At GE, Jeff Immelt's green-oriented Ecomagination initiative (or "theme," if you will) has won raves in the press and from some employees, but the stock price is still below where it was when he took over in 2000.
The really big question may be how much CEOs even matter. A 1972 study that found top executives' impact to be negligible set off an academic debate that has raged ever since. The CEOs-do-matter side has largely gained the upper hand - leaning in part on studies of the impact of basketball coaches and baseball managers on team performance - but that's not because most academics think CEOs are superheroes.

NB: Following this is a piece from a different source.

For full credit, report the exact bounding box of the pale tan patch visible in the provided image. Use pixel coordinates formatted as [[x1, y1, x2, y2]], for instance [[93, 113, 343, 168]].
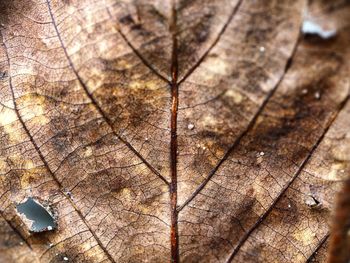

A recent study of "superstar CEOs" by Ulrike Malmendier of the University of California at Berkeley and Geoffrey Tate of the University of Pennsylvania's Wharton School found that companies run by top executives who won awards handed out by the business press between 1975 and 2002 consistently underperformed the market after being honored. (Malmendier and Tate argue, in part, that CEOs who have been anointed as superstars neglect their jobs.) An earlier examination of auto industry productivity found big impacts from changing CEOs - except at the best-run car company, Toyota (Charts).
"Good leaders can make a small positive difference; bad leaders can make a huge negative difference - because they drive people out," says Stanford Business School professor and organizational expert Jeffrey Pfeffer. "If you said to me, 'Who can fix GM?' I don't know. But there's no question that someone could make an enormous difference on the downside."
The ultimate lesson here may be that there are limited rewards to identifying the very best CEOs. Same with paying CEOs like superstars - Collins found no clear link between executive pay and success at the "good to great" companies he studied.
Enough of the superhero ethos remains that we still tell tales of management heroics: Carlos Ghosn parachuting into Nissan and turning it around. Terry Semel bringing his Hollywood savvy to sputtering Yahoo. But could Ghosn really have saved GM, as he was hoping to attempt? Did Semel really earn the $439 million he made over the past three years, especially now that Yahoo is sputtering again? Who knows?
Our obsession with finding greatness in CEOs is a hangover of sorts from the 1990s boom. It's not a bad thing in itself, but it distracts boards and investors from a more important task: identifying CEOs who just can't hack it.